N Ly and A Majumdar and M Ihme, FUEL, 331, 125870 (2023).

DOI: 10.1016/j.fuel.2022.125870

The objective of this paper is to examine the fundamental mechanisms responsible for the transition between subcritical evaporation and supercritical dense-fluid-mixing in the absence of convection effects, specifically focusing on the liquid-vapor interfacial dynamics. To isolate the dynamics of this transition process, we characterize the different physical behaviors exhibited by an n-dodecane nanoscale droplet placed in different nitrogen ambient conditions across the fuel's critical point.
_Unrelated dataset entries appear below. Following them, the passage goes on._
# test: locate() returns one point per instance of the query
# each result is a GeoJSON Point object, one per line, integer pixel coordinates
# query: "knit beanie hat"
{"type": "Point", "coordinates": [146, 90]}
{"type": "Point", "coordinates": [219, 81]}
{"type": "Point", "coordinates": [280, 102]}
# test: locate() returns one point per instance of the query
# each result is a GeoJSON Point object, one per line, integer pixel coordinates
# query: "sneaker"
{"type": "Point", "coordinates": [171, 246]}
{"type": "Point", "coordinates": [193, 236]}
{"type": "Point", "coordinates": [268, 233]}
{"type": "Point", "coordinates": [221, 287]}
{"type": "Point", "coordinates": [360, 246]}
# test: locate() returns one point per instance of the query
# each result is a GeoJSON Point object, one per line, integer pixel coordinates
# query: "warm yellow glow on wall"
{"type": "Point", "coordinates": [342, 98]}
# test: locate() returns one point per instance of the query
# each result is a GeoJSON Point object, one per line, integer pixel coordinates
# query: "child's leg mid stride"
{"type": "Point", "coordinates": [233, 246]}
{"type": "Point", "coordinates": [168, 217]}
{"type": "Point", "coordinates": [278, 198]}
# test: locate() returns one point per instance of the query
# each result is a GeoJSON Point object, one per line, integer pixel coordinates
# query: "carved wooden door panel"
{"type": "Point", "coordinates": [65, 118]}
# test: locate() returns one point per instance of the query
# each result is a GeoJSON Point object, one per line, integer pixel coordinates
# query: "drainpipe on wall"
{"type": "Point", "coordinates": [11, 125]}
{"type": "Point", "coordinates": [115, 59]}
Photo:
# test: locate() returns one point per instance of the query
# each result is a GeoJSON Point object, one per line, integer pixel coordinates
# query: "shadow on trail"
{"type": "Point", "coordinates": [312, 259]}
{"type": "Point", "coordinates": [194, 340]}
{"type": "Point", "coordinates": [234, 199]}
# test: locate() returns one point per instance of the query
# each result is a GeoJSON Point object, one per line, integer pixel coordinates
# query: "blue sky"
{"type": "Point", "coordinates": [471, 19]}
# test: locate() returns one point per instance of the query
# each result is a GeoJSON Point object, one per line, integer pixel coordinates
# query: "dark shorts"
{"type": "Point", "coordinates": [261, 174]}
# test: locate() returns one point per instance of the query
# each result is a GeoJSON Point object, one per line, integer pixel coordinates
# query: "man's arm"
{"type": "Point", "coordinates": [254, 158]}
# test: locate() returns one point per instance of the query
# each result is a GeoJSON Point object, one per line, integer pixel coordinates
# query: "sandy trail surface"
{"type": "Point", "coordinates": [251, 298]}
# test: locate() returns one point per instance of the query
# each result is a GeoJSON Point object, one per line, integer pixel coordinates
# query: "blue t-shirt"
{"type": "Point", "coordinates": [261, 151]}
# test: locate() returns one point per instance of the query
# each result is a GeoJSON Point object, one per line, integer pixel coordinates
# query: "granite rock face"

We employ a continuum-based interface-resolving diffuse-interface method to explore the underlying phase-exchange mechanisms that bring about such distinct dynamics. Following the comparison against molecular dynamics simulations and experiments of evaporating droplets and experimental data for vapor-liquid equilibria, a parametric study at various ambient conditions and droplet sizing is performed to identify four regimes of evaporation/mixing behaviors: sub- and supercritical droplet evaporation, and sub-and supercritical dense- fluid-mixing. It is shown that the distinction in the phase -exchange mechanisms in these four regimes are brought about by the different thermodynamic phases the droplet center can exhibit during the evaporation/mixing process: subcritical liquid, supercritical liquid- like, subcritical gaseous, and supercritical gas-like, respectively. It is shown that the subcritical dense-fluid-mixing behavior is a direct result of nanoconfinement of the liquid-vapor interfacial structure and thus is not present for large droplet sizes. The present study also shows that the supercritical phase-exchange dynamics can follow two different pathways: supercritical droplet-like evaporation and supercritical dense-fluid-mixing. Furthermore, promoting the early transition to supercritical dense-fluid-mixing can significantly expedite the phase-exchange process through the disintegration of the liquid-like droplet core.